I’m not all that thrilled that my first post here is a techie one. I was kind of hoping I could write about flowers or something. But Mary was so impressed by my decoding skills that she prevailed upon me to write this. So blame her. Here is a picture of flowers anyway. For the record, my decoding skills are OK, but not great. I am mostly pretty good at it because I am so lazy. I’ll write more about that later.
In this post, I will describe how to figure out the encoding scheme for the DNA watermarks Mary described in her recent post.
My main goal is to give an example of how a code gets deciphered.

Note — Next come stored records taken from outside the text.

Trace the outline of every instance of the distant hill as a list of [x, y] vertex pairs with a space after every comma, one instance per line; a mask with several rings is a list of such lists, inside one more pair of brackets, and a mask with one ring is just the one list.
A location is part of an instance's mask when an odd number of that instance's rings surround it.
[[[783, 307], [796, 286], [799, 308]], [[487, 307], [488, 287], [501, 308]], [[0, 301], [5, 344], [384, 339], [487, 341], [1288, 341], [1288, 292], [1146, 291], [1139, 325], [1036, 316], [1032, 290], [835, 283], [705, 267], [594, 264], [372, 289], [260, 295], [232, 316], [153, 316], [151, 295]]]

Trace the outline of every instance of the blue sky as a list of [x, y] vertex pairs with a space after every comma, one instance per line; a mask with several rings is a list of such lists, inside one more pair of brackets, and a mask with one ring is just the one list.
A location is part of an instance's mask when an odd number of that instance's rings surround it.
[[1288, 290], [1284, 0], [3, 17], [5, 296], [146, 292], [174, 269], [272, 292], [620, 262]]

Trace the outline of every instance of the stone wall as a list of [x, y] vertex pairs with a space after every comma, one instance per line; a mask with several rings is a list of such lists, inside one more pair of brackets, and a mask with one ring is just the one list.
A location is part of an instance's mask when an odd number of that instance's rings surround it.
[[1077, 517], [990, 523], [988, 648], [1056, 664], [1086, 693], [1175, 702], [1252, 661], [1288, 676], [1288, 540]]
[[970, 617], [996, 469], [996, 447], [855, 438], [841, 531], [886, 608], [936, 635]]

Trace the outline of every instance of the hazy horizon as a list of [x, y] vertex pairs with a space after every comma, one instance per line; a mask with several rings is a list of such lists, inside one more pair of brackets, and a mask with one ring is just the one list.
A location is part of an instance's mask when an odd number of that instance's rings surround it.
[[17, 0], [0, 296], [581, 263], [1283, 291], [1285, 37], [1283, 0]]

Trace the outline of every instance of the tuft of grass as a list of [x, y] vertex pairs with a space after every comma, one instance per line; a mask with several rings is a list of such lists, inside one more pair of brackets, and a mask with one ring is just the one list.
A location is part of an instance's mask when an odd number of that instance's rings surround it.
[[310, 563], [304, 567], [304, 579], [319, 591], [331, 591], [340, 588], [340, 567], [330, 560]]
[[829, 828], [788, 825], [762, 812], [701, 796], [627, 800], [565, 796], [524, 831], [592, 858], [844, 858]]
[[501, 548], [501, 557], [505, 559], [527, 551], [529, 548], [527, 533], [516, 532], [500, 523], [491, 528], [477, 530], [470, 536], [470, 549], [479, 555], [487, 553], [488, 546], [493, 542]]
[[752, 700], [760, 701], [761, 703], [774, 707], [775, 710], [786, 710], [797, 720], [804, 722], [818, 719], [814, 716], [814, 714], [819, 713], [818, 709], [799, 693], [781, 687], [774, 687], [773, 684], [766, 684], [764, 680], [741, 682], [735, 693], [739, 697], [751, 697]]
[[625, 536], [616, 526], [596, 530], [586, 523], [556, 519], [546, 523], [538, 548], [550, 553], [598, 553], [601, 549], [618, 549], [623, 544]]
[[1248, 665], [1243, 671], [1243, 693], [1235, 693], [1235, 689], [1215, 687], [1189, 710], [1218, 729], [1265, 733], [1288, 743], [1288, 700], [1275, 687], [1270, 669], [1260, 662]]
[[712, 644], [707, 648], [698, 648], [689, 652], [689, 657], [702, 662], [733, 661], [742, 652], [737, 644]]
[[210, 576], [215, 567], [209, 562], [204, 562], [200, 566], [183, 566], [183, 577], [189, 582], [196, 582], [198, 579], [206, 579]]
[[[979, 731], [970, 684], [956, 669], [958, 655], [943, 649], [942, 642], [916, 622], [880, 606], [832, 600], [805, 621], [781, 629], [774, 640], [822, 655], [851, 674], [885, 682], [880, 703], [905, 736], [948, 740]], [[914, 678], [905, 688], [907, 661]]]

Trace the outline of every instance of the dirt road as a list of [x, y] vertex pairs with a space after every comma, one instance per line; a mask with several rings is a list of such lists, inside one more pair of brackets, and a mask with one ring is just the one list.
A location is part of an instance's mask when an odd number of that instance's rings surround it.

It’s an art as well as a science. This particular code is not insanely difficult, so it makes a good example.
On to the watermarks.
I got the watermarks themselves from this paper. I also read an article that said that there were quotes from James Joyce and Richard Feynman in the watermarks. That is all the information I will need to decode them.

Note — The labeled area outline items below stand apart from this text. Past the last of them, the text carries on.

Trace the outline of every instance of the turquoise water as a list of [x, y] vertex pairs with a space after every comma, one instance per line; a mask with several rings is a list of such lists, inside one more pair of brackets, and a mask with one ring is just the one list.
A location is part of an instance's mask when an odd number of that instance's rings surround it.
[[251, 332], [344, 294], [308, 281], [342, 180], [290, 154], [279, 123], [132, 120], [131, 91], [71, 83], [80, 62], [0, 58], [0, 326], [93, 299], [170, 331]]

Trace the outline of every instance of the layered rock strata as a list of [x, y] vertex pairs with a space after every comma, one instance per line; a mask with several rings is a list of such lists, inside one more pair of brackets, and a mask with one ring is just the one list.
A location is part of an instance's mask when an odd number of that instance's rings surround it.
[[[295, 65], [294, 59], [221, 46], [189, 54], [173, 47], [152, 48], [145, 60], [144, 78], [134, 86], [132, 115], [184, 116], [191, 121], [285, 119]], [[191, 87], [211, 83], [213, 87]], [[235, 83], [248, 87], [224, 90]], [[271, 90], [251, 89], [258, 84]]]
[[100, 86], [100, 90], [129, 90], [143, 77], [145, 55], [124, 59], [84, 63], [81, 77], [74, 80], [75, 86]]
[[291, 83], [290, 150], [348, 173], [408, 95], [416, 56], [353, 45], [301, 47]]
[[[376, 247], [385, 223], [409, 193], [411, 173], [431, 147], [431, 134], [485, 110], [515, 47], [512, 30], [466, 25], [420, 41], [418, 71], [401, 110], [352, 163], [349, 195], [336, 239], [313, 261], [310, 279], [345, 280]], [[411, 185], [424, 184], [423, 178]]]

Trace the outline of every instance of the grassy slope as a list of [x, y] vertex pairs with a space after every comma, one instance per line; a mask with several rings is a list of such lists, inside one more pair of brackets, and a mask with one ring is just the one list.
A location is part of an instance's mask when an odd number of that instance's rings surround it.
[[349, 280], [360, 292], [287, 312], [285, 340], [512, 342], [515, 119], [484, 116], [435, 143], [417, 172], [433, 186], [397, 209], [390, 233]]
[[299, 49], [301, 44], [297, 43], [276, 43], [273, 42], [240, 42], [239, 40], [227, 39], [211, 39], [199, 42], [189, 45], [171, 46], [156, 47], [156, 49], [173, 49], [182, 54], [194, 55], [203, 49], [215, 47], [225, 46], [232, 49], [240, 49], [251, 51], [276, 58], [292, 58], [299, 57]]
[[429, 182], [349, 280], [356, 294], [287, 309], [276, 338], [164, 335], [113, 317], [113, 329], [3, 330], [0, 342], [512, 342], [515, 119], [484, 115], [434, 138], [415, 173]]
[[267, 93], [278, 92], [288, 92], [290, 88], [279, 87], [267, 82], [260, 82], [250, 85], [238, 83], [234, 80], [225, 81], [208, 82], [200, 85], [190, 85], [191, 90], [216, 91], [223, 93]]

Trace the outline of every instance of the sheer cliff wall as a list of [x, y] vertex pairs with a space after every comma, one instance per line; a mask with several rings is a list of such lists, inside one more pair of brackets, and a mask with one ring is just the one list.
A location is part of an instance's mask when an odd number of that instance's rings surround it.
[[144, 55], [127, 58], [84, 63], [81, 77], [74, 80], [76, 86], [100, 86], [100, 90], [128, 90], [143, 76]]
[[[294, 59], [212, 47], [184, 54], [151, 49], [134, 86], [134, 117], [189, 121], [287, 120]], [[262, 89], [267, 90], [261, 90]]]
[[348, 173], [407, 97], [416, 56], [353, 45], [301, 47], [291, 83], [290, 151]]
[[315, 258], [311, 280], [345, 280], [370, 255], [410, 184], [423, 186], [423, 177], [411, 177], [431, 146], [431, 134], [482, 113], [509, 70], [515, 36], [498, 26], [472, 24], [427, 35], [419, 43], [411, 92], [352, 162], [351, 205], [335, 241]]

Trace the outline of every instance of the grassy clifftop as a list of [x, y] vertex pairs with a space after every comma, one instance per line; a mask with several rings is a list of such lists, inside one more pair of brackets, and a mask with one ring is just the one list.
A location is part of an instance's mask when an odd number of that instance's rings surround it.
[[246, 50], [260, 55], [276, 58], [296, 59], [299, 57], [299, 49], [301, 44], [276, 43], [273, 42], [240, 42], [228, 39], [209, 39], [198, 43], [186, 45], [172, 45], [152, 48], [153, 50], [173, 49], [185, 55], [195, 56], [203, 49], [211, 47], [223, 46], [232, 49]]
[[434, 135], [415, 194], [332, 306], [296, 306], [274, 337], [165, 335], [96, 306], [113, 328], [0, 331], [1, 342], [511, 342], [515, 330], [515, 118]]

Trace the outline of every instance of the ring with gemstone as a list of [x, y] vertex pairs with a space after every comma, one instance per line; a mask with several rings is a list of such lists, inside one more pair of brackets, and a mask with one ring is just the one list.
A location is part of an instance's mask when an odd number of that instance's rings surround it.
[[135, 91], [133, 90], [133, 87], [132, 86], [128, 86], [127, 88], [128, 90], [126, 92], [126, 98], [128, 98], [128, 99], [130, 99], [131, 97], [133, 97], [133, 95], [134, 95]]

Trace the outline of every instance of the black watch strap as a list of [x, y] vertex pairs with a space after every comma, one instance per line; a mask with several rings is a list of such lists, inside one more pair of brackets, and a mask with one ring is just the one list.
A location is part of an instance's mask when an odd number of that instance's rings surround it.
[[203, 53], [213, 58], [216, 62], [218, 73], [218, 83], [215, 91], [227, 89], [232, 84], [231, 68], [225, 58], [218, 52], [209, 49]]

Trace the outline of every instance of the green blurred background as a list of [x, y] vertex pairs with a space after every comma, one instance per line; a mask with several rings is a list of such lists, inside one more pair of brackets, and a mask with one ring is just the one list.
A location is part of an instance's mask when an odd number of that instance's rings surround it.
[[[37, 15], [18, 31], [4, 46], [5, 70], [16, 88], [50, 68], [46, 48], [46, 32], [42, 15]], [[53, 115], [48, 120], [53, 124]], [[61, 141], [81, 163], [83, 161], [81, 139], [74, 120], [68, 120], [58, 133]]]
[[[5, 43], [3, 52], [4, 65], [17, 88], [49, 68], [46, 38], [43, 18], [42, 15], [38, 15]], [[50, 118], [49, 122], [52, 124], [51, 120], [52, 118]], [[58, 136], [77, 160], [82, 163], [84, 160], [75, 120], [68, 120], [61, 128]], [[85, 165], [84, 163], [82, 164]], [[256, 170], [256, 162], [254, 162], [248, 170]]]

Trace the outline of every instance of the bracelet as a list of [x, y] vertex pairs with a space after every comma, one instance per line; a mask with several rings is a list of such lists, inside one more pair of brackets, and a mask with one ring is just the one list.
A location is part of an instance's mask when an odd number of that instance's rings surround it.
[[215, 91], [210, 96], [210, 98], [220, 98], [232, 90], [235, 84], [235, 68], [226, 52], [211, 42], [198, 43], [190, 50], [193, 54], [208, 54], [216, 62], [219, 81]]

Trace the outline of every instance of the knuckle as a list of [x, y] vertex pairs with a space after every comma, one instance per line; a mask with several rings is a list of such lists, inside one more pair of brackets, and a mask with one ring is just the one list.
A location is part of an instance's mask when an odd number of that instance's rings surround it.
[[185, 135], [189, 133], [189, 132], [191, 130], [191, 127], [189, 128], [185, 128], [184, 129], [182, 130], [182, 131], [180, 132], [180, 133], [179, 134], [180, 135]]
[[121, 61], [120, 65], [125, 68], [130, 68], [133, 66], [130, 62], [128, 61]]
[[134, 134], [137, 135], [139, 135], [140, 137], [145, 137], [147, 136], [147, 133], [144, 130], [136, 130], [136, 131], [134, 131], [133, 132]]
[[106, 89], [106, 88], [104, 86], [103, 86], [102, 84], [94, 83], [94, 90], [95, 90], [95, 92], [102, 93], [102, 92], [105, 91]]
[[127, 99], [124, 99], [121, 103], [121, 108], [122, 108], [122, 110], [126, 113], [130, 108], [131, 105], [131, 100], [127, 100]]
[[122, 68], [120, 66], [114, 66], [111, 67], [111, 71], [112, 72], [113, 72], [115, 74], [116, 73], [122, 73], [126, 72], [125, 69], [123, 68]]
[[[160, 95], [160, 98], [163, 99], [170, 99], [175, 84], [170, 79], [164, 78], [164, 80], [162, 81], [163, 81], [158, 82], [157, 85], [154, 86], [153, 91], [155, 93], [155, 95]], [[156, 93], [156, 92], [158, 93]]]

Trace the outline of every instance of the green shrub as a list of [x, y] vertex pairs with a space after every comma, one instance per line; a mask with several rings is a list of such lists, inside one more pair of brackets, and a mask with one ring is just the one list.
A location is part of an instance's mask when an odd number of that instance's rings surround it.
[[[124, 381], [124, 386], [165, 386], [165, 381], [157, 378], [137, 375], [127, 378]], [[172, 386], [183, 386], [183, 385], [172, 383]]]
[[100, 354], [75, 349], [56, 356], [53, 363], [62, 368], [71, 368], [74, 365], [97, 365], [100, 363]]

I will concentrate mostly on watermark #2, because it looked to me most amenable to analysis. Here it is:
My first thought is that I am strongly inclined to treat the bases in threes, because that is how the genome encodes amino acids. Taking 4 symbols in sets of three gives a total number of possibilities of 43 = 64, which is enough space for the alphabet and numbers and some symbols. It’s also just enough for upper-and lowercase letters and numbers and maybe a space but nothing else.

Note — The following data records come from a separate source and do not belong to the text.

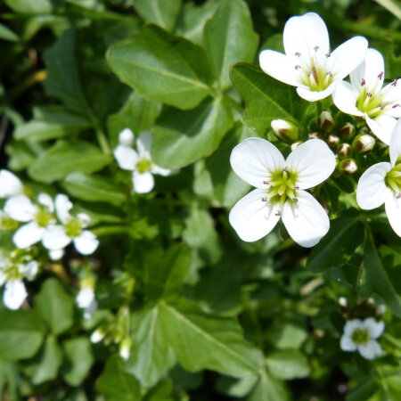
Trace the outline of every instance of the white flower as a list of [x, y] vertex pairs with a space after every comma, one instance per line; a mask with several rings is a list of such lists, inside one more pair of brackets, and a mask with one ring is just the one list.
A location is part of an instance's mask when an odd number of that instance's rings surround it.
[[374, 359], [381, 354], [381, 347], [375, 340], [384, 331], [384, 322], [372, 317], [348, 320], [344, 326], [340, 347], [343, 351], [359, 351], [365, 359]]
[[90, 217], [85, 213], [71, 216], [72, 203], [63, 194], [55, 197], [55, 210], [62, 225], [50, 225], [43, 236], [43, 245], [49, 250], [61, 250], [71, 241], [82, 255], [90, 255], [96, 250], [99, 241], [96, 236], [85, 228]]
[[[122, 131], [120, 135], [125, 132], [125, 130]], [[127, 138], [124, 138], [122, 141], [124, 143], [129, 142], [126, 139]], [[134, 191], [137, 193], [147, 193], [152, 190], [154, 186], [153, 174], [160, 176], [170, 174], [170, 170], [161, 168], [151, 161], [151, 133], [143, 131], [136, 140], [137, 151], [122, 143], [114, 149], [114, 157], [119, 166], [125, 170], [133, 171], [132, 182]]]
[[12, 241], [17, 248], [24, 249], [42, 240], [46, 227], [55, 223], [54, 205], [47, 193], [39, 193], [35, 205], [25, 195], [12, 196], [5, 202], [4, 212], [13, 220], [28, 223], [14, 233]]
[[396, 79], [383, 87], [384, 60], [375, 49], [368, 49], [350, 78], [350, 84], [339, 82], [332, 94], [334, 104], [345, 113], [364, 117], [373, 134], [389, 144], [396, 119], [401, 117], [401, 84]]
[[23, 278], [32, 280], [38, 270], [38, 264], [32, 260], [28, 264], [13, 264], [0, 254], [0, 286], [4, 285], [3, 301], [9, 309], [20, 307], [28, 292]]
[[261, 69], [279, 81], [297, 86], [298, 94], [309, 102], [331, 94], [334, 86], [363, 61], [367, 40], [355, 37], [330, 53], [329, 34], [315, 12], [291, 18], [284, 27], [285, 54], [264, 50]]
[[257, 188], [230, 212], [230, 223], [241, 240], [259, 240], [280, 217], [303, 247], [315, 245], [329, 231], [327, 213], [304, 191], [321, 184], [334, 170], [335, 156], [323, 141], [307, 141], [284, 160], [271, 143], [248, 138], [233, 150], [230, 162], [240, 178]]
[[389, 222], [401, 237], [401, 120], [389, 141], [390, 163], [370, 167], [359, 178], [356, 201], [366, 210], [385, 205]]
[[0, 198], [9, 198], [23, 192], [20, 178], [8, 170], [0, 170]]

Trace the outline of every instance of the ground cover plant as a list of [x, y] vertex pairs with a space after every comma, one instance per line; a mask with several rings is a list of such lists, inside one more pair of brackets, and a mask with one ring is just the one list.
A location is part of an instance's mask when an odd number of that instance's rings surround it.
[[2, 399], [399, 399], [397, 2], [0, 13]]

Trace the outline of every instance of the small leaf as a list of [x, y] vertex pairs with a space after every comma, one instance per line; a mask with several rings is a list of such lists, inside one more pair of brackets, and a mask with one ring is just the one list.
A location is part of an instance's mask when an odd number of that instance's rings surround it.
[[40, 183], [53, 183], [70, 173], [93, 173], [111, 161], [99, 149], [86, 142], [59, 141], [42, 153], [30, 166], [29, 176]]
[[210, 94], [211, 72], [201, 47], [154, 25], [113, 45], [111, 70], [139, 94], [180, 109], [192, 109]]

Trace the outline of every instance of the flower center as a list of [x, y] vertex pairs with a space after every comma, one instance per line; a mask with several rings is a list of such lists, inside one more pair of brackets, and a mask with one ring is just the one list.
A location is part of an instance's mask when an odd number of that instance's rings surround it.
[[149, 171], [151, 169], [151, 161], [146, 158], [141, 159], [136, 163], [136, 169], [141, 174], [146, 173], [146, 171]]
[[264, 182], [269, 185], [267, 198], [263, 198], [262, 200], [277, 206], [280, 214], [285, 202], [298, 202], [297, 179], [298, 174], [289, 171], [287, 168], [271, 173], [270, 181]]
[[356, 329], [352, 333], [351, 337], [355, 344], [366, 344], [369, 341], [370, 336], [367, 330]]
[[401, 161], [386, 174], [384, 182], [397, 198], [401, 198]]
[[77, 217], [71, 217], [65, 225], [65, 233], [70, 238], [78, 237], [84, 228], [83, 222]]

I can’t tell which is which, but I heard somewhere that one of the messages has a Web page in it and that require several punctuations, so am sticking with the uppercase letters and symbols theory.
Either way, this code amounts to a single-substitution cipher, kind of like the cryptogram in the newspaper, only with punctuation included.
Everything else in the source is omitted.